President Joe Biden has designated Jessica Rosenworcel to be the acting chairman of the Federal Communications Commission. If she gets the job permanently, that would make her the first female to lead the 86-year-old regulatory body. She is the second woman to be named acting chair, following Mignon Clyburn.
“I am honored to be designated as the Acting Chairwoman of the Federal Communications Commission by President Biden,” Rosenworcel said. “I thank the President for the opportunity to lead an agency with such a vital mission and talented staff. It is a privilege to serve the American people and work on their behalf to expand the reach of communications opportunity in the digital age.”
Rosenworcel replaces outgoing chairman Ajit Pai, who resigned his post on Wednesday to coincide with Biden’s inauguration.
Rosenworcel, a Democrat, figures to be a polar opposite from Pai. For starters, she is a staunch supporter of net neutrality laws enacted during the Obama administration, which under Pai were controversially repealed in 2017.
Rosenworcel will preside over a deadlocked commission that features two Democrats and two Republicans, with Trump’s nominee Nathan Simington getting confirmed by Congress just before the outgoing president’s term expired. Biden will be able to pick the seat vacated by Pai, which will likely give the Democrats a 3-2 majority. The other current FCC commissioners are Democrat Geoffrey Starks and Republican Brendan Carr.
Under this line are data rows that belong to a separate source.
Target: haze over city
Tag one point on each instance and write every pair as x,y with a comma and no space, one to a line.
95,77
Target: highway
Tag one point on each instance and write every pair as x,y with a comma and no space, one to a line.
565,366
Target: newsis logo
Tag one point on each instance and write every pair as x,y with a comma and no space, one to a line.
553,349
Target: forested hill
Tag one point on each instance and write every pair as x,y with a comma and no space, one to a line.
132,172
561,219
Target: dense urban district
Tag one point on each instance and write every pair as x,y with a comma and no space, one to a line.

Rosenworcel has technically served two separate times on the commission. Her first was under Barack Obama from 2012-2017. Though Obama had renominated her in 2015, she was not confirmed by the Republican-controlled Senate, but was able to serve until 2017 (Commissioners are allowed to continue serving until the appointment of their replacements, but not beyond the end of the next session of Congress following the expiration of their term). Donald Trump then renominated her later in 2017, and she was confirmed.